Fujitsu Siemens Computers, itself the result of the merger two years ago of Siemens AG's Computer Systems division and Fujitsu Computers Europe, said the takeover of Compaq by HP is something that could backfire on both companies.
"We don't see competition becoming stronger in the short term. In the post-merger phase they (HP and Compaq) will be quite heavily internally oriented, which offers opportunity for the competition," said Barbara Schädler, head of corporate communications for Fujitsu Siemens.
The takeover of Compaq by HP surprised Fujitsu Siemens, even though rumors had been making the rounds for some days, according to Schädler, who called the news "exciting for the whole market."
For HP and Compaq customers the merger brings uncertainty, said Schädler.
"Nobody knows what the impact will be on the product portfolios. What is the added value of the merger? Both companies are very hardware oriented, there is a lot of overlap in the products," she said.
A representative of Sun Microsystems agreed with Schädler, saying that the takeover of Compaq will create "a lot of confusion in the marketplace."
"It will take about 12 months to get the merger passed through the regulatory bodies and other institutions. Customers and the companies, in the meantime, can't plan ahead, because the merger could still fall through. Furthermore, staff morale will be quite low as there will be a lot of layoffs," said Jonathan Mills, a product marketing manager with Sun in the UK.
"HP and Compaq will have to make two and two equal five, as you only merge to create added value. It will take several years for them to do that and there are even doubts whether they can make two and two equal four. The merger will help Sun," he added.
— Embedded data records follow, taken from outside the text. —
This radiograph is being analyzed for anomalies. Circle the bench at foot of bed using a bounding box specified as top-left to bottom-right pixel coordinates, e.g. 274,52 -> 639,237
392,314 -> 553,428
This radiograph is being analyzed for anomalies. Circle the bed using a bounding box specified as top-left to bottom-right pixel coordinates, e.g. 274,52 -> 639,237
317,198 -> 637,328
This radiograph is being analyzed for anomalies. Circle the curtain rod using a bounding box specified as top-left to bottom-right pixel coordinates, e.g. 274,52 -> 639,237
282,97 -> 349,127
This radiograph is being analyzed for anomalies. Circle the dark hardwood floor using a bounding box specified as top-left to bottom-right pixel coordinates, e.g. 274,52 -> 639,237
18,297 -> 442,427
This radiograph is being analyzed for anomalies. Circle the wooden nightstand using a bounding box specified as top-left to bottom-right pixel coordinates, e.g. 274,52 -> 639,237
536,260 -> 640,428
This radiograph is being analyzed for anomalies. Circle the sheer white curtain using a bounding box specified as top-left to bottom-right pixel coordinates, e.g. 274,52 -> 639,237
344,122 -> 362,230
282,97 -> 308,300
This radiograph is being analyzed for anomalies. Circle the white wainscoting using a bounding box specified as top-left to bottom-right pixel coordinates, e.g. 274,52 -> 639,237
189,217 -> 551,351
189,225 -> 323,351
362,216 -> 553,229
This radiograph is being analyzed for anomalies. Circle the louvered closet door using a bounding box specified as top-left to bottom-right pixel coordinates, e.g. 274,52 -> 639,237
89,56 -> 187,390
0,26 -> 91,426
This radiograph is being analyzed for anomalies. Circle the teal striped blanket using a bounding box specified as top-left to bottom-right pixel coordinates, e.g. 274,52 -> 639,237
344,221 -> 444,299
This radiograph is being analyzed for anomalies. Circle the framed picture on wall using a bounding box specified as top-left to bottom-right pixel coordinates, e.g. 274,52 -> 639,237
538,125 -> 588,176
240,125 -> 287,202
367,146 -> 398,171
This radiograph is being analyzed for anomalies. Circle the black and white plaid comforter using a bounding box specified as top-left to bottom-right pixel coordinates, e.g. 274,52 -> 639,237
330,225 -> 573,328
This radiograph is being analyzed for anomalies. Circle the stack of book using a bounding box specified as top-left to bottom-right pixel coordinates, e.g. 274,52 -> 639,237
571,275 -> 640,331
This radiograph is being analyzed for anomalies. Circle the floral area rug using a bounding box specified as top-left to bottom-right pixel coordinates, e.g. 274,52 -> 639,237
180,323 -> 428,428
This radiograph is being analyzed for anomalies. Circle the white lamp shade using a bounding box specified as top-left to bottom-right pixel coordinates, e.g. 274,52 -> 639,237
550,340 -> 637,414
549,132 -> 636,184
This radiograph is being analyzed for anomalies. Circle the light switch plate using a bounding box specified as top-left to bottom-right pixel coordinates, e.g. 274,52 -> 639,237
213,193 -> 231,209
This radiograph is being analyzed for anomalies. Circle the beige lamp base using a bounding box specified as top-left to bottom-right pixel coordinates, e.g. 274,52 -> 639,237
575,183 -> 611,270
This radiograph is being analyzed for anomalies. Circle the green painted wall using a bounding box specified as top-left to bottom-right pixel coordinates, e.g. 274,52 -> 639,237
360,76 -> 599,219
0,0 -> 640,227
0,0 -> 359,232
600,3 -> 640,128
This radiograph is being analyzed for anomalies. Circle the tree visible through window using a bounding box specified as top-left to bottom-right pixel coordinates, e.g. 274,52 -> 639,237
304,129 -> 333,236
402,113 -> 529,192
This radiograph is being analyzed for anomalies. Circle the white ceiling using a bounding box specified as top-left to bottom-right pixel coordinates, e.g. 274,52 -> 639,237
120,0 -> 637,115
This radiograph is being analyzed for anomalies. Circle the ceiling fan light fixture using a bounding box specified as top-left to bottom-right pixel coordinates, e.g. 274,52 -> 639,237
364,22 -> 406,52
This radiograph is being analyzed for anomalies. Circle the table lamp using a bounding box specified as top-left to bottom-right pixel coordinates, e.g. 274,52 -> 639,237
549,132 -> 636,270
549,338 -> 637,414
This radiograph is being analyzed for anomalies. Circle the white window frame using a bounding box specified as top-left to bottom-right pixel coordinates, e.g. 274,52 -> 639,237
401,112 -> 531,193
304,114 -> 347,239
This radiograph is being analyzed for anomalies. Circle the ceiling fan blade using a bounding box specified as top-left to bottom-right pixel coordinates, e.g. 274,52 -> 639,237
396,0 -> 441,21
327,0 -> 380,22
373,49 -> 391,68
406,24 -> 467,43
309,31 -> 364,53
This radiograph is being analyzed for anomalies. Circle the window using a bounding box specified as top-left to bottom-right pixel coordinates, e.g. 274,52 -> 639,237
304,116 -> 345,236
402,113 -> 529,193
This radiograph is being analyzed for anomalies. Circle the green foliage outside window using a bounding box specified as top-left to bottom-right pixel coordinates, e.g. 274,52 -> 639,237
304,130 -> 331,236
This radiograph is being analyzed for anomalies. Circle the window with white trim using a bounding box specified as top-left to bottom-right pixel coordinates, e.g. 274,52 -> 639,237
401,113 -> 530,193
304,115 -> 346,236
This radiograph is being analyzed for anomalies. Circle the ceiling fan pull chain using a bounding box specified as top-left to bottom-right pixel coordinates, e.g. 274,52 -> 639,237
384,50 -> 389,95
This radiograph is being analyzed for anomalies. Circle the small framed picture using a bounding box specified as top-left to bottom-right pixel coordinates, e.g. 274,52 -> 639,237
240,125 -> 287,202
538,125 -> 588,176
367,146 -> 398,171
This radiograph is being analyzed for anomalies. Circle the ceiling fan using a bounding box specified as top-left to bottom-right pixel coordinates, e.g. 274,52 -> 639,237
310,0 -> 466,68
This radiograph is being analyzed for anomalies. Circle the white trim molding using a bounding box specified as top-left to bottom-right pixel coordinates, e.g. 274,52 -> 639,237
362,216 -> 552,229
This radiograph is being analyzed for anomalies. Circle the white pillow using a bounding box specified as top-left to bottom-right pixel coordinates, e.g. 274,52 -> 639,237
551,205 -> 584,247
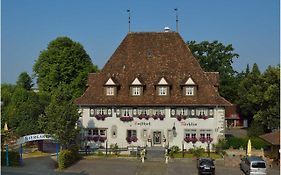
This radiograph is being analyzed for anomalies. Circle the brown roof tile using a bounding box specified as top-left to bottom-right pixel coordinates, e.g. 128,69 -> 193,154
75,32 -> 231,106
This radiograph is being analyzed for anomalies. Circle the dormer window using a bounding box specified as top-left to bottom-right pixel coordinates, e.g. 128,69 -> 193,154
106,86 -> 115,96
158,86 -> 168,96
130,78 -> 144,96
132,86 -> 141,96
181,77 -> 197,96
185,86 -> 194,96
104,78 -> 117,96
157,77 -> 170,96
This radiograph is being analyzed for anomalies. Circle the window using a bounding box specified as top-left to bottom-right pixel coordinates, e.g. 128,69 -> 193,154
93,129 -> 99,135
90,108 -> 95,117
100,129 -> 105,136
132,86 -> 141,96
185,86 -> 194,96
88,129 -> 92,135
106,87 -> 115,96
127,130 -> 137,137
158,86 -> 168,96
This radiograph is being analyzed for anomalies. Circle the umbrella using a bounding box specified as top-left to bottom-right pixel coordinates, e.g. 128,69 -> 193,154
247,139 -> 252,156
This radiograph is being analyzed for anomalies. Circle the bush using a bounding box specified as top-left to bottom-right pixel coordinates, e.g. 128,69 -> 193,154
58,148 -> 80,169
188,147 -> 205,158
1,151 -> 20,166
225,137 -> 269,149
110,143 -> 120,156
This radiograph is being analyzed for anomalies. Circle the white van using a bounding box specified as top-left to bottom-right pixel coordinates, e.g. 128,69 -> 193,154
240,156 -> 266,175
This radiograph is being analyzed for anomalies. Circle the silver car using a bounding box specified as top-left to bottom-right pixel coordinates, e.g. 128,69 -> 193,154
240,156 -> 266,175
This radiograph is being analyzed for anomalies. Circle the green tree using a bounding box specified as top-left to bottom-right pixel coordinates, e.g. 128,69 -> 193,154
1,84 -> 16,128
33,37 -> 97,99
236,63 -> 262,122
39,85 -> 80,148
254,65 -> 280,130
187,41 -> 239,102
17,72 -> 33,90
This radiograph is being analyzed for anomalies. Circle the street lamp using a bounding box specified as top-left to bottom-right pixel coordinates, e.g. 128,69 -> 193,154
172,122 -> 177,137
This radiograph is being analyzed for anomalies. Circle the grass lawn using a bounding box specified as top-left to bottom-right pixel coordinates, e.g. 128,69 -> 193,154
22,151 -> 50,158
174,153 -> 222,159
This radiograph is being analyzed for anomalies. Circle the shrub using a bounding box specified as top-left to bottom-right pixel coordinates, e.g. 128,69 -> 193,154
1,151 -> 20,166
110,143 -> 120,155
189,147 -> 205,158
58,147 -> 80,169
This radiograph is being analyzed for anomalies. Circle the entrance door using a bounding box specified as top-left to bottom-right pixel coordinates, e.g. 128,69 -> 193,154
153,131 -> 161,145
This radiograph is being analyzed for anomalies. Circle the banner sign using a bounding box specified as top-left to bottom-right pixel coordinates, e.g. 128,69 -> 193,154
17,134 -> 55,144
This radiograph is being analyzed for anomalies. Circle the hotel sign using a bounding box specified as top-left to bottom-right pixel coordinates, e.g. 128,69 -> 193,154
17,134 -> 55,144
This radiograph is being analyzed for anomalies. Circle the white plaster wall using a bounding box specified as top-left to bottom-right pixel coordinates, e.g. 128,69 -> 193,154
79,107 -> 225,149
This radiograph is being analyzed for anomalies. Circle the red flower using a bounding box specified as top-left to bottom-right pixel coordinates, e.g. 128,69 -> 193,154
191,137 -> 198,144
177,115 -> 182,121
158,114 -> 165,120
199,137 -> 206,143
99,136 -> 107,142
152,115 -> 158,120
120,116 -> 134,122
184,137 -> 191,143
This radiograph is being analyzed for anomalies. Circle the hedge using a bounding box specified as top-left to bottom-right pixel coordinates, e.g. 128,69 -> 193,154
1,151 -> 20,166
225,137 -> 269,149
58,148 -> 81,169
For users, the merger could mean a strengthened product range, but raises the worry of PC prices becoming less competitive, said one HP and Compaq customer.
"The product offering will be as wide. The quality might even be enhanced, having the best of both," said Alex Obolensky, a spokeswoman for PeoplePC, a customer of HP and Compaq, which runs employee PC programs for companies in Europe and the US.
PeoplePC typically sends out requests for price quotes to Compaq, HP and IBM, said Obolensky. Now a new supplier may be added.
"While this merger reduces competition and our choice of OEM (original equipment manufacturer), it does reinforce a commitment by HP to its PC business in Europe and worldwide. It is not inconceivable that we will be asking for quotes from other parties if the merger produces noncompetitive pricing," said Obolensky.
HP and Compaq did not specify what will happen with overlapping product lines, such as PCs and servers, in their announcement of the merger. HP and Compaq staff declined to comment, and referred to the news conference scheduled for later Tuesday.
IBM, Dell and NEC Computers representatives also declined to comment on the news.
Fujitsu Siemens is the fourth largest PC vendor based on shipments in the Europe, Middle East, and Africa (EMEA) region, according to research firm International Data Corp. (IDC). Compaq is the top seller, followed by Dell Computer and HP.